Automatic Vectorization is an interesting topic, mainly because of its performance capabilities. Back then, when computers compilers had to execute large chunks of code in a sequential order (one at a time) it affected the performance speed and time to build the code up. Later, when modern computers were able to compile and do multiple things at a time, a compiler based feature called vectorization was created. This feature is sole to optimize the code, it takes multiple modules from the code and runs them parallel (at the same time) instead of in pseudo-order. Enabling and understanding how to correctly use the power of auto-vectorization can lead to a significant increase performance.
I will demonstrate how to enable vectorization on a simple C program code. One of my tasks was to create 2 integer array elements, which are made of 1000 distinct random numbers. Then, I have to combine each element to another array, which will hold the total number of array 1 and array 2 so it would be for example, arrayOneTwo would equal to = 100 if arrayOne (50) and arrayTwo (50), this is just an example, not the actual code to achieve this. Then, I have to sum all the 1000 elements integer values to a single integer variable. To achieve this, I will have to create multiple loops and this is where our loop vectorization will occur when I will compile the file with -O3 option. This enables optimization/Vectorization. You may read this article, which explains vectorization in greater detail.
This was tested on AArch64, the command I have used to compile this code is gcc -O3 -o lab4 VectorizationLab.c (-O3 enables vectorization). Now, to check if vectorization is successful, I have used objdump -d command and inspected the main section. The code on the left is with -O3 enabled.
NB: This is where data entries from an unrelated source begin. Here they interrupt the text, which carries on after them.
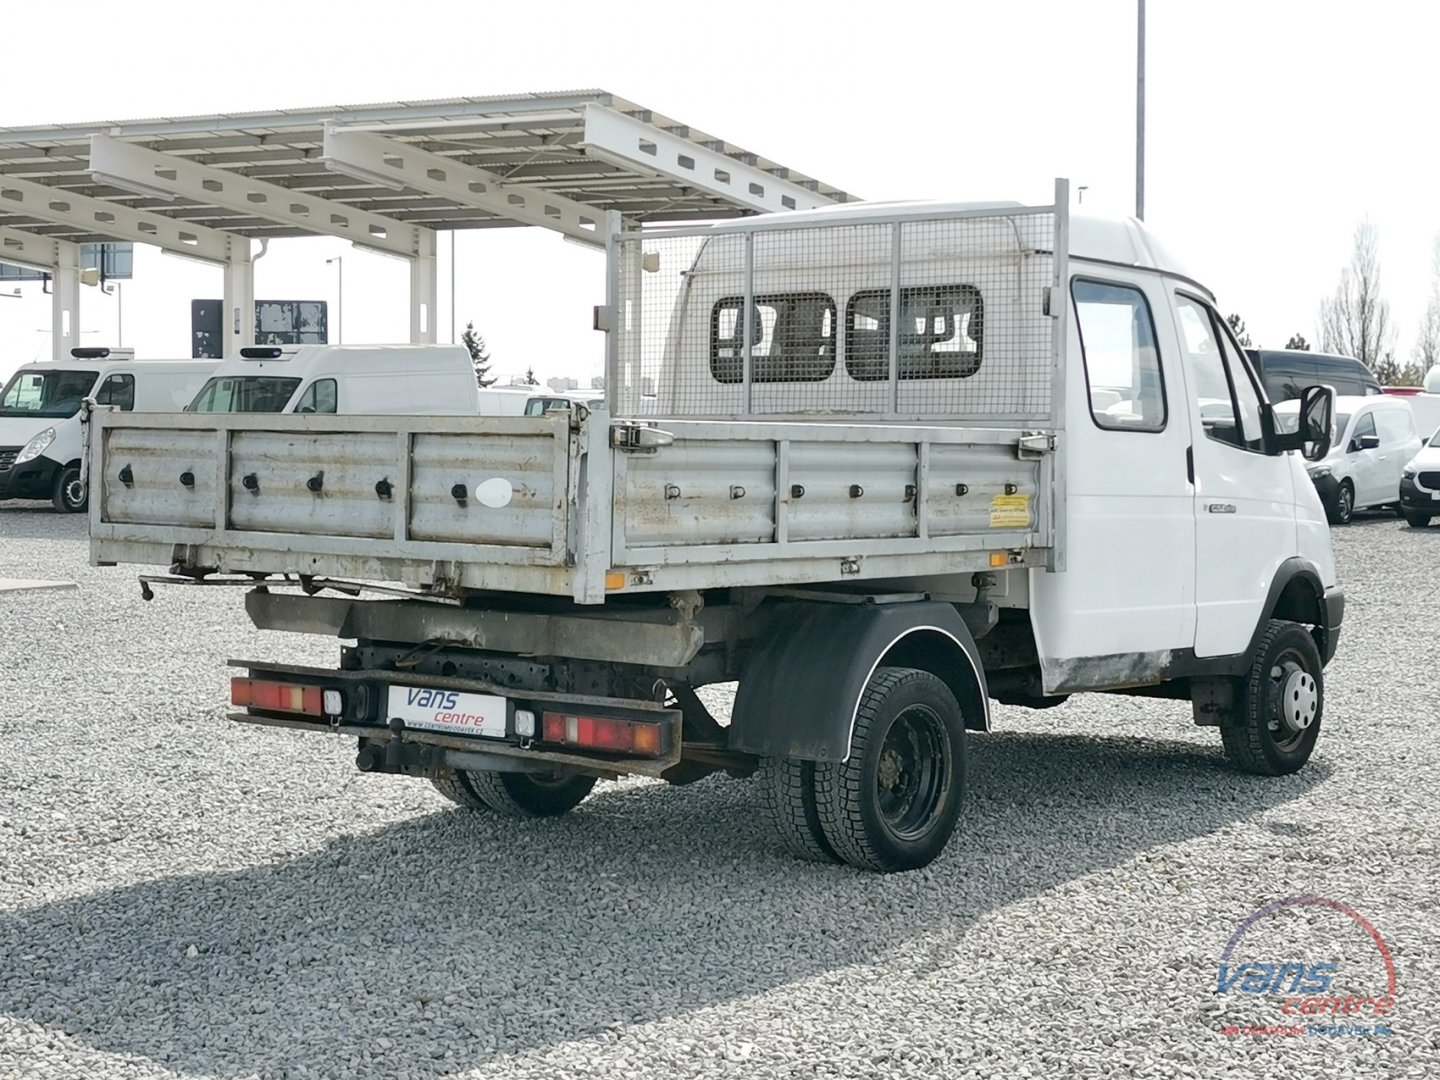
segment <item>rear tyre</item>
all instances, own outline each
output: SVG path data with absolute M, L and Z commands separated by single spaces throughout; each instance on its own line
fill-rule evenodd
M 595 786 L 595 777 L 457 769 L 430 782 L 460 806 L 494 810 L 507 817 L 558 817 L 585 800 Z
M 1340 481 L 1340 486 L 1335 489 L 1335 498 L 1330 500 L 1330 505 L 1325 509 L 1331 525 L 1350 524 L 1350 519 L 1355 515 L 1355 489 L 1350 486 L 1349 480 Z
M 83 514 L 90 505 L 89 493 L 80 482 L 80 467 L 71 465 L 55 477 L 50 502 L 62 514 Z
M 763 758 L 755 782 L 771 828 L 792 855 L 811 862 L 840 861 L 820 828 L 813 762 Z
M 855 715 L 850 757 L 815 766 L 815 807 L 845 862 L 916 870 L 944 850 L 965 794 L 965 722 L 928 671 L 880 668 Z
M 1412 529 L 1425 528 L 1430 524 L 1430 518 L 1433 516 L 1420 510 L 1405 510 L 1403 513 L 1405 514 L 1405 523 Z
M 1246 772 L 1284 776 L 1310 760 L 1325 709 L 1325 672 L 1315 639 L 1299 623 L 1271 619 L 1220 725 L 1225 755 Z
We can see that this has been vectorized by looking at the SIMD register and Instructions. To identify, if the this has been vectorized we can see that the registers on the button are with starting with v0.4s.
Overall, this was an interesting lab, vectorization is an interesting topic and great feature. The simple program wasn’t hard to create. The challenging part was to inspect the disassembly output code and to translate and describe what is really happening there.